Farmers and residents told the drainage board that dewatering tied to the IEC 3/Amazon site caused flooding and crop damage in 2024 and demanded written data, a letter of intent on crop compensation and independent review; the board voted to table the permit and asked the company to return with clearer data and commitments.

The St. Joseph County Drainage Board on the meeting floor on March 16 heard hours of public concerns and technical testimony about a renewed dewatering permit for work on the IEC 3 parcel tied to Amazon/AWS, and ultimately voted to table the request so the applicant could return with clearer data and a written commitment addressing crop compensation.

Farmers were the meeting’s chief voices. Ryan Bailey, a farmer who gave his address as 30970 Johnson Road, told the board that when contractors pumped the ditch in 2024 “we had our pumps running 24 hours a day, 7 days a week” during the driest months, that he logged roughly 2,800 extra pump hours and that fields suffered lost acreage and poor yields. “If we had to shut them off, the water would have been over top of our fields,” Bailey said, urging the board to prevent a repeat.

Several other landowners echoed Bailey. Bridal Zick of Sears Farms urged the board not to issue the permit until the developer’s team negotiated crop-compensation agreements with affected landowners, saying landowners had supplied historical yield data and received only limited contact from the company since an earlier meeting. Dan Caruso of New Carlisle cited a July 24, 2024 county commissioners’ agreement that set a 24,000,000-gallons-per-day withdrawal cap and warned that adding a proposed 35,000,000-gallons-per-day dewatering operation would risk exceeding local aquifer capacity.

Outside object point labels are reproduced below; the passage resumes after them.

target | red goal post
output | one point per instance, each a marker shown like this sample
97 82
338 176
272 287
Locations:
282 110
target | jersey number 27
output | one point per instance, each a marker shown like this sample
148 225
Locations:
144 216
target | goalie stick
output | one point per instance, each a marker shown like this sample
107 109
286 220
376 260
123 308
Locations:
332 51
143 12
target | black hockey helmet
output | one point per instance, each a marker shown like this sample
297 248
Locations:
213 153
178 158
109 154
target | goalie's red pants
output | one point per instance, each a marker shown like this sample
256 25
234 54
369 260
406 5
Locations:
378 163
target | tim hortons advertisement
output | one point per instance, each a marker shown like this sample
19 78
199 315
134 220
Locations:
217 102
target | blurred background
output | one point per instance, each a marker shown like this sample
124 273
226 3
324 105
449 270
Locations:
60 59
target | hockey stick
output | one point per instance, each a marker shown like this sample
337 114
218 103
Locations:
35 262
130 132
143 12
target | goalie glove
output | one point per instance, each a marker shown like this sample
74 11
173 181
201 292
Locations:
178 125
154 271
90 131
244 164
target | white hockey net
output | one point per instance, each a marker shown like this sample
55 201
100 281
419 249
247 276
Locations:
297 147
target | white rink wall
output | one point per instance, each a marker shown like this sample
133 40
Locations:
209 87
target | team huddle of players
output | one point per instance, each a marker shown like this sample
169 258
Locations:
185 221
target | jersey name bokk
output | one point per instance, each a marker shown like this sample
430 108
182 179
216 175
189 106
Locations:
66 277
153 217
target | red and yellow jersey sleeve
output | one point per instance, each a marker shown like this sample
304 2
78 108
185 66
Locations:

The applicant’s representatives described the planned dewatering as a combination of horizontal wells (used where feasible) and vertical 70-foot wells only where utilities prevent horizontals, saying they dewater only to the depth necessary to install utilities (typically 20–25 feet). Company speakers said they monitor discharge with electronic meters and perimeter piezometers and that monitoring data show no evidence the operations have increased surrounding water tables. One company representative told the board that the reported 546-day duration on the application was a typo and that the intended authorization was roughly a year.

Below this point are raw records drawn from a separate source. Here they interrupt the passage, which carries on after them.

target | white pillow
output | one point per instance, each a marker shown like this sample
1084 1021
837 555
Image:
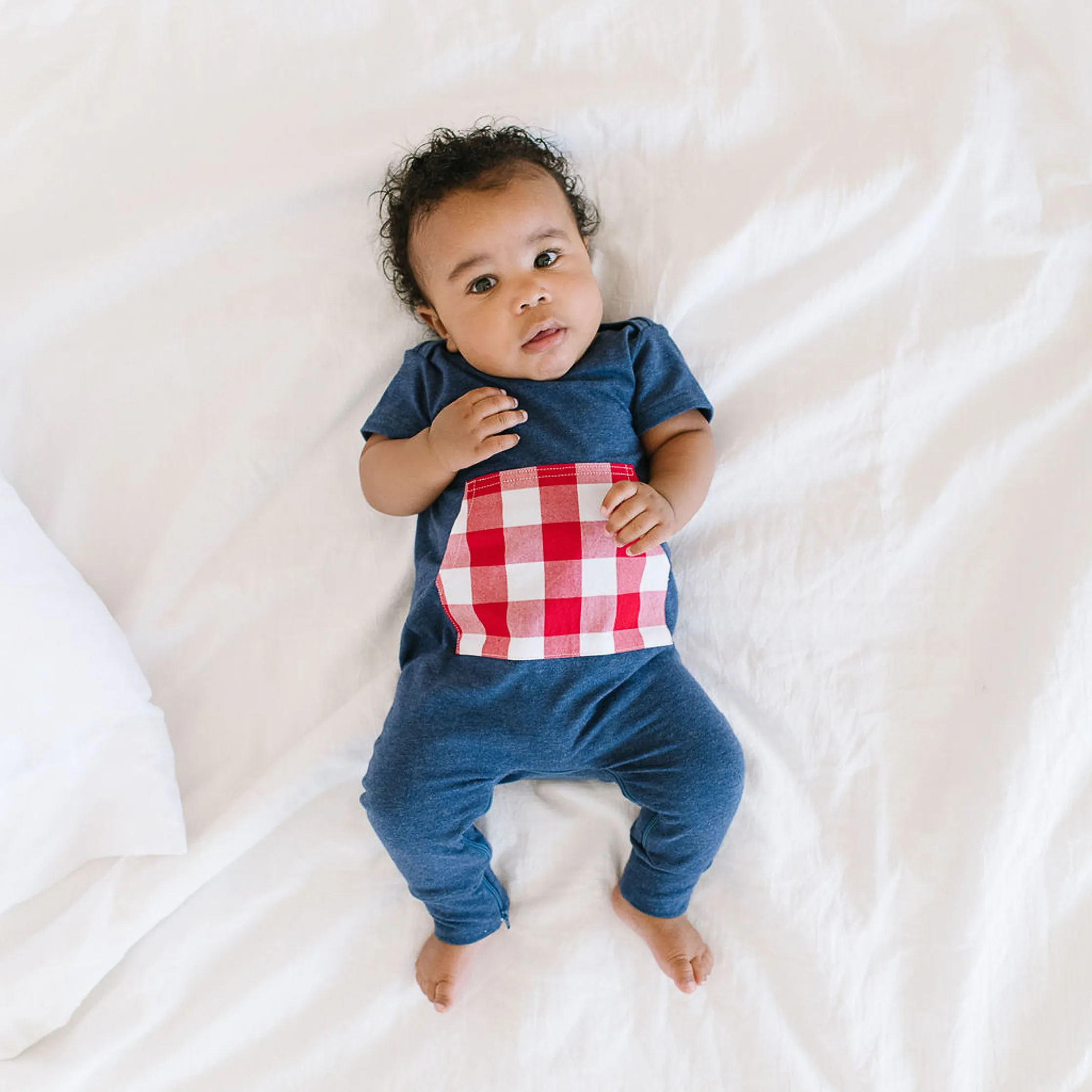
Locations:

Board members and commenters pushed for readable, documented pumping and monitoring data and for a written letter of intent or commitment from the company addressing crop compensation. Multiple board members said their statutory oversight focused on the ditch’s capacity and permitted discharges — and that the board can require immediate shutoff of dewatering if downstream impacts occur — but they called for a data-driven record before acting on a permit with the level of public concern expressed.

After discussion, a board member moved to table the permit so the applicant could prepare clearer documentation and a proposal that addresses landowner concerns; the motion was seconded and the board carried it by voice vote. Members discussed holding a special meeting and asked the company to produce readable pumping and monitoring data and, if feasible, a written statement of intent about compensation before the next consideration.

The board did not grant or deny the permit at this meeting. Instead, it asked the applicant to return with the requested materials and to coordinate with the drainage board on monitoring and communications to neighboring landowners. Public speakers urged the board to schedule any future discharge to avoid peak planting times and sought independent hydrology review by state agencies or nonbiased experts.